Last data update: 2014.03.03
R: hiv
hiv
Description
A study of 47 patients with similar profiles. Measurements on cd4 and cd8 levels
are displayed for each panel of patients having identical predictor profiles. Both
cd4 and cd8 have three levels.
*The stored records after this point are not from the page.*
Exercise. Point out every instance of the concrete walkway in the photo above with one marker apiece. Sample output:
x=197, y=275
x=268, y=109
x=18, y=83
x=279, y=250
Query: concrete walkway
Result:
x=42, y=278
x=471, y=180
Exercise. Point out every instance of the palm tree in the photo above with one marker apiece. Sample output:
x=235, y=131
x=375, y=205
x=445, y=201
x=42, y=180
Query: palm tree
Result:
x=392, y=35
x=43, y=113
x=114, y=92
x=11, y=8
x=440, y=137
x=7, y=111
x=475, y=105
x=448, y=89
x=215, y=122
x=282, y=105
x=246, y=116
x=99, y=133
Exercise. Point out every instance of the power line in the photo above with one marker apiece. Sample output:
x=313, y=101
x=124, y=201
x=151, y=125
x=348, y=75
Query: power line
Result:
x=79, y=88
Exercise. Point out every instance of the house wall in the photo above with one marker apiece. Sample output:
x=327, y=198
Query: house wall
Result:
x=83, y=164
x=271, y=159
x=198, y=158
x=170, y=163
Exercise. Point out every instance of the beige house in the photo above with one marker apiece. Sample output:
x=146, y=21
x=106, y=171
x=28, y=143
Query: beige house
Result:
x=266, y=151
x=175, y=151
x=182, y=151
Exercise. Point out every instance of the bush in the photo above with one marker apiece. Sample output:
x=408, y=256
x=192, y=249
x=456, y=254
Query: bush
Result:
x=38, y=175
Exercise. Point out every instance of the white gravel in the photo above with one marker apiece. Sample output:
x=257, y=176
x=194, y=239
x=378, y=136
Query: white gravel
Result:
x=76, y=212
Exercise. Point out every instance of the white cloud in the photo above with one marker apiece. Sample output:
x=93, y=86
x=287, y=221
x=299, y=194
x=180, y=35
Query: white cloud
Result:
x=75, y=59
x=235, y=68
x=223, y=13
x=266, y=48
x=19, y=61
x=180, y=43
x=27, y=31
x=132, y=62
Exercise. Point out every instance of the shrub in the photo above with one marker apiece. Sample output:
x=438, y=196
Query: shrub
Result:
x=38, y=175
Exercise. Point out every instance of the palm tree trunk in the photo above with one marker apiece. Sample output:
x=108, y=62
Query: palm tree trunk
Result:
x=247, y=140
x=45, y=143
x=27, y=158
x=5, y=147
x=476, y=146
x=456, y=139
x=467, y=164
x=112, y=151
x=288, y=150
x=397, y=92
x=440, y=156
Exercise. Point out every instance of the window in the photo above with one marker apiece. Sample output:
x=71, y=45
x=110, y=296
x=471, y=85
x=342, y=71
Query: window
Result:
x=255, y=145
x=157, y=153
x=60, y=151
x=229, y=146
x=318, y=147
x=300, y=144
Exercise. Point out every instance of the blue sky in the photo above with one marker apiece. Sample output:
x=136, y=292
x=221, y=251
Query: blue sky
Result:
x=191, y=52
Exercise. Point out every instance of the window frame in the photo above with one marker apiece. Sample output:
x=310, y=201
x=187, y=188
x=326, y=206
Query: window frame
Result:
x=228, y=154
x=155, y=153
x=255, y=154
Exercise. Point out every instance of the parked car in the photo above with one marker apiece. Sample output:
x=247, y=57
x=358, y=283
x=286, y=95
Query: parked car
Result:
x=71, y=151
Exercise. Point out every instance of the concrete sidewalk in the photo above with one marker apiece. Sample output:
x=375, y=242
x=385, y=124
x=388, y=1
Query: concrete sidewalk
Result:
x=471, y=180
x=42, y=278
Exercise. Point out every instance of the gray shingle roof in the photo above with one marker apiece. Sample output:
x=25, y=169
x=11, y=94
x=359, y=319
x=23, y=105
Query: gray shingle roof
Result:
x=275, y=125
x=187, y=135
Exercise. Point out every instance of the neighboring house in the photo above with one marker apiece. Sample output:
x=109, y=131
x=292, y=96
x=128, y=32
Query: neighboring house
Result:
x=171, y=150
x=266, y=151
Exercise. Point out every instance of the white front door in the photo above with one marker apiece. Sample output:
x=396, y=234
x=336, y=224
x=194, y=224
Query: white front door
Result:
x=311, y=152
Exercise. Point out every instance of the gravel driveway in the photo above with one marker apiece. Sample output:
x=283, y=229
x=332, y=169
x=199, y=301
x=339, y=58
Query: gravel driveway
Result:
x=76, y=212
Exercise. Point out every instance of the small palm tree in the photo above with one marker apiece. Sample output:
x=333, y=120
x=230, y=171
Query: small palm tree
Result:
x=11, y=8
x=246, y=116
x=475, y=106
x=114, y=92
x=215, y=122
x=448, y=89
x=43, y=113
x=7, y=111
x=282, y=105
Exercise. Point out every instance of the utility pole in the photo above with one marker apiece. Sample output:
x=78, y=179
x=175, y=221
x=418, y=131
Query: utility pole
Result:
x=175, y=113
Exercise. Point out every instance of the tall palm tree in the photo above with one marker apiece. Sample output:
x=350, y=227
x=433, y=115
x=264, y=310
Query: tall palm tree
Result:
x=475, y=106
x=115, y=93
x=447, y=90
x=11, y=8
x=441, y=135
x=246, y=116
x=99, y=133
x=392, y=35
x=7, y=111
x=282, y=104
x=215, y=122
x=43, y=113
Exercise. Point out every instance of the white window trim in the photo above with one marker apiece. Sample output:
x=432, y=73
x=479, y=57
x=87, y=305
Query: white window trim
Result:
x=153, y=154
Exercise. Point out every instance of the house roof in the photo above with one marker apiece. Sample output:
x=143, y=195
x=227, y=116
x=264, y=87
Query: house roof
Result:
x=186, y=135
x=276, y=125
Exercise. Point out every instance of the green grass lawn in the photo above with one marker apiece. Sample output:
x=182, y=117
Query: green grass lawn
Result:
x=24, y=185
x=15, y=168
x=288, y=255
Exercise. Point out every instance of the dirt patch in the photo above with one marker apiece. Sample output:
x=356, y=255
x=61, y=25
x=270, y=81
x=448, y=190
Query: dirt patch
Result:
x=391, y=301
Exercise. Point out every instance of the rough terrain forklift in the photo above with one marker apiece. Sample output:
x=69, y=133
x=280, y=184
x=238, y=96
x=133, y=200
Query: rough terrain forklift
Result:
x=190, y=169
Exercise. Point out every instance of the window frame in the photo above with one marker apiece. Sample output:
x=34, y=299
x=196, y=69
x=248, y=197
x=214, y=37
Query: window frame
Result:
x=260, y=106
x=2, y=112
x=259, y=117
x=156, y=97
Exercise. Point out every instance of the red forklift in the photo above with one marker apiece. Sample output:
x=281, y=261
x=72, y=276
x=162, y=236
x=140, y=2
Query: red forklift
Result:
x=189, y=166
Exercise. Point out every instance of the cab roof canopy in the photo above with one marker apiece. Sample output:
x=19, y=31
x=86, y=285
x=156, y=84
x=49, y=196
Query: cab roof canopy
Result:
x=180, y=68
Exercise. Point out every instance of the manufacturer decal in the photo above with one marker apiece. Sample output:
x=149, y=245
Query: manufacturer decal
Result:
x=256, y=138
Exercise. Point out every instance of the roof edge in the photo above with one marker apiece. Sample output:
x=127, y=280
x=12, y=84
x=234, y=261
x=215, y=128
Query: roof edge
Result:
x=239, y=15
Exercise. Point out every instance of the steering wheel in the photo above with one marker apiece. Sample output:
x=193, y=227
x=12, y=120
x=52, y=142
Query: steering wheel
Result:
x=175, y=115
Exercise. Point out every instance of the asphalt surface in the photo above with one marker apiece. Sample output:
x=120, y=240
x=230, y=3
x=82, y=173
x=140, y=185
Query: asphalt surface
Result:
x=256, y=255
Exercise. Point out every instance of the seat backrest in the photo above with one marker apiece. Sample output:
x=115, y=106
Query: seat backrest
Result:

The data should be modeled as a grouped logistic model,
but may also be modeled as a count model depending on what a research wishes to
determine from the data.
Usage
data(hiv)
Format
A data frame with 11 observations of grouped data with 4 variables.
infec
1=Patient diagnosed with HIV; 0=not diagnosed with HIV
cases
number of patients for each patient profile
cd4
3 levels: 0, 1, and 2
cd8
3 levels: 0, 1, and 2
Details
hiv is saved as a data frame.
Source
Hilbe, Practical Guide to Logistic Regression, Chapman & Hall/CRC.
References
Hilbe, Joseph M (2015), Practical Guide to Logistic Regression, Chapman & Hall/CRC.
Examples
# Not run
#data(hiv)
#table(hiv); hiv
#noinfec <- hiv$cases - hiv$infec
#myhiv<- glm(cbind(infec, noinfec) ~ factor(cd4) + factor#(cd8), family=binomial, data=hiv)
#summary(myhiv)
#mymodq <- glm( cbind(infec, noinfec) ~ factor(cd4) + factor(cd8), family=quasibinomial, data=hiv)
#summary(mymodq)
#toOR(myhiv)
#End(Not run)
library(LOGIT)
data(hiv)
table(hiv); hiv
noinfec <- hiv$cases - hiv$infec
response <- cbind(hiv$infec, noinfec)
myhiv<- glm(response ~ factor(cd4) + factor(cd8), family=binomial, data=hiv)
summary(myhiv)
mymodq <- glm(response ~ factor(cd4) + factor(cd8), family=quasibinomial, data=hiv)
summary(mymodq)
#library(sandwich)
#sqrt(diag(vcovHC(myhiv, type="HC0")))
toOR(myhiv)
Results
R version 3.3.1 (2016-06-21) -- "Bug in Your Hair"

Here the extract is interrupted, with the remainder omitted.